I always wondered why one writhe unit (read: colored with the irrep of a quantum Lie algebra and evaluated as Reshetikhin-Turaev invariant thereof) is essentially the quadratic casimir of that irrep. (With a proper normalization. Since quadratic casimirs are defined in a complete other way via traces over tensors, I don't know if that's proven at all, and frankly I don't even know whether quantum Lie algebras *have* casimirs the same way as their "normal" cousins.)

As usual, after a wild generalization everything fell in place:

- A knot without any intersection is a circle (duh) and its Reshetikhin-Turaev invariant is the quantum dimension, i.e. the 0th casimir.

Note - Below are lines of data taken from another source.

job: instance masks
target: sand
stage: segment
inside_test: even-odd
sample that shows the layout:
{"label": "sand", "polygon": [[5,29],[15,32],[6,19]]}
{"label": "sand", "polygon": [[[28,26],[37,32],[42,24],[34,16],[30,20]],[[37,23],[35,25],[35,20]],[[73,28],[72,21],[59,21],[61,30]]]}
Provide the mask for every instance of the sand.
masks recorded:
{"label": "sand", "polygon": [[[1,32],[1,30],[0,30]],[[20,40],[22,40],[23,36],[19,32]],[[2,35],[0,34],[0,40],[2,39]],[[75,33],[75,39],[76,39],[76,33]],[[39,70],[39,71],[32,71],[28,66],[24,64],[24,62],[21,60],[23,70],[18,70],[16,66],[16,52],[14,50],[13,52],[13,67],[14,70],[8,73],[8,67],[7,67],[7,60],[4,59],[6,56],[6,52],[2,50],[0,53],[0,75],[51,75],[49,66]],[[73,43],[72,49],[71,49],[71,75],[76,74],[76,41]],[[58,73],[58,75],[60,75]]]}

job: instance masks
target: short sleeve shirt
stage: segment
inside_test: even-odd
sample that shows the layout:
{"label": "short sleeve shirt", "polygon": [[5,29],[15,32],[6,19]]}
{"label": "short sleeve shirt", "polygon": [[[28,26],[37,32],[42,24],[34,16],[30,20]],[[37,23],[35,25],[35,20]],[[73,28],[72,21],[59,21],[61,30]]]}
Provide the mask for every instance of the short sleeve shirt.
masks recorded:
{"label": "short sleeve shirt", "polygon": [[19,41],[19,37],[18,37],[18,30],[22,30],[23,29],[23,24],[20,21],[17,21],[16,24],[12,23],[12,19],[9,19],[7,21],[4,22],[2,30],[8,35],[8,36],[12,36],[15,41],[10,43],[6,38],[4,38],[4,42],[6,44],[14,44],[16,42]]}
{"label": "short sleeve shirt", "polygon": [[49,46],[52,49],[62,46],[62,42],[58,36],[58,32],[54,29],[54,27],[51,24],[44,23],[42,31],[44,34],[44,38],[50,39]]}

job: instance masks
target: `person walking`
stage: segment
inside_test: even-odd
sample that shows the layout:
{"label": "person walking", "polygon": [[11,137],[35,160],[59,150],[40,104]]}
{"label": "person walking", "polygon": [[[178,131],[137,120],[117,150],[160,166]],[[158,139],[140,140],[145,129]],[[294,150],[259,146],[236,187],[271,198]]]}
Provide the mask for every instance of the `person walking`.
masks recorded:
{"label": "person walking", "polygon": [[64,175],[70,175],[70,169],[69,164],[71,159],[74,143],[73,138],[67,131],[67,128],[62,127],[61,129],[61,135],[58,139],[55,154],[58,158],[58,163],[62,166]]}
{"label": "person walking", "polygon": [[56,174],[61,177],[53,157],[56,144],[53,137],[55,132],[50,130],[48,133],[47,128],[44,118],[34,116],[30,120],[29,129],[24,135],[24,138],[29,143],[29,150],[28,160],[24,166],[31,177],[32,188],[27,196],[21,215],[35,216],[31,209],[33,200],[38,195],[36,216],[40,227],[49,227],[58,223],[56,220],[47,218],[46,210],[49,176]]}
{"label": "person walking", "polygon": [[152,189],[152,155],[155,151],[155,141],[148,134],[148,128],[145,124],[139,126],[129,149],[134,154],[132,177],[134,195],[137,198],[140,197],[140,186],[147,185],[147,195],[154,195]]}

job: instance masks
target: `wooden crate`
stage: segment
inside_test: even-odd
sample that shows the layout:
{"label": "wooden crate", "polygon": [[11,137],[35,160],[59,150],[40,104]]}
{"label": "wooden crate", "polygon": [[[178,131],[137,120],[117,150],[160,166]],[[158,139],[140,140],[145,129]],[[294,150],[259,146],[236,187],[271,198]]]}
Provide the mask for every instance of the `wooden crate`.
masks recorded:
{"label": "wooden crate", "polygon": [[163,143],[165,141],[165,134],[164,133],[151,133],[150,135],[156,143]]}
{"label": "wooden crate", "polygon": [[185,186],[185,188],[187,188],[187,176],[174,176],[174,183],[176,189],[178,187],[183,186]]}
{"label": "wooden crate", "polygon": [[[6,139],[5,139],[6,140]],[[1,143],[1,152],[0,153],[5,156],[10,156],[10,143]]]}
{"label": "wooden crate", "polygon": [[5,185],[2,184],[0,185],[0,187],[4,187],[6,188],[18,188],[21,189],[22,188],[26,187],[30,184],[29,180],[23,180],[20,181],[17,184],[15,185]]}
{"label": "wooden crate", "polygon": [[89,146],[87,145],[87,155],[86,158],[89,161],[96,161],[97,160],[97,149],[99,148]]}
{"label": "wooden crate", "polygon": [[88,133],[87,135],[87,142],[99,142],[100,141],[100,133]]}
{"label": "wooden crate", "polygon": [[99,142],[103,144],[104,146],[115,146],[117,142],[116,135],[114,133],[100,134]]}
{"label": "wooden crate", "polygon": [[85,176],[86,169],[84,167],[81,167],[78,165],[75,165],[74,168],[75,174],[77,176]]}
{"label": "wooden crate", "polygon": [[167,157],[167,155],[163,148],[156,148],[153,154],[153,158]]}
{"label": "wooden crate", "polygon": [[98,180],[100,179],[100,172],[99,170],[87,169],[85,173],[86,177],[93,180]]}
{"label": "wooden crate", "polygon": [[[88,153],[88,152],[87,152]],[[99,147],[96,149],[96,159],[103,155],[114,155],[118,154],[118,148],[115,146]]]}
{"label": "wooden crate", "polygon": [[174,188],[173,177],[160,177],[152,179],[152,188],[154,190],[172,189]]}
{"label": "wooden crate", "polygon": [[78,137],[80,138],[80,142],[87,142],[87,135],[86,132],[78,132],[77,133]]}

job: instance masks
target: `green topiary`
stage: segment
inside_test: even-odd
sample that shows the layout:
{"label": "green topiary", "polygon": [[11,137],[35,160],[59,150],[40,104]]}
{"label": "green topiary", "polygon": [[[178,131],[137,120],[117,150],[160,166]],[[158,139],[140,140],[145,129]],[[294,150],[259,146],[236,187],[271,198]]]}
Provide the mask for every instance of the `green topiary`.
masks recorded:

- A knot with one intersection (see above), 2nd casimir (times 0th for the loop itself).

- A Hopf link (colored with same irrep) with two intersections I thus would expect to be expressible with the 4th, 2nd and 0th casimir.

- Trefoil with 6th...and so on.

This wild hypothesis even would give some sense to why the "easy" (skein-relation wise) Lie algebras are those with the smallest ranks: A1, G2, B2.

So is my hypothesis true - the Reshetikhin-Turaev invariant of a knot/link with n crossings colored with an irrep can be expressed in maximally the 2n-th casimirs (maybe also less) of this irrep? Possible even as linear combinations (in the sense e.g. $a*C_4+b*C_2^2+c*C_2$, so you can say the value of the Hopf link is *a* quartic Casimir, times dimension...i.e. *a* generalized 4th Dynkin index)?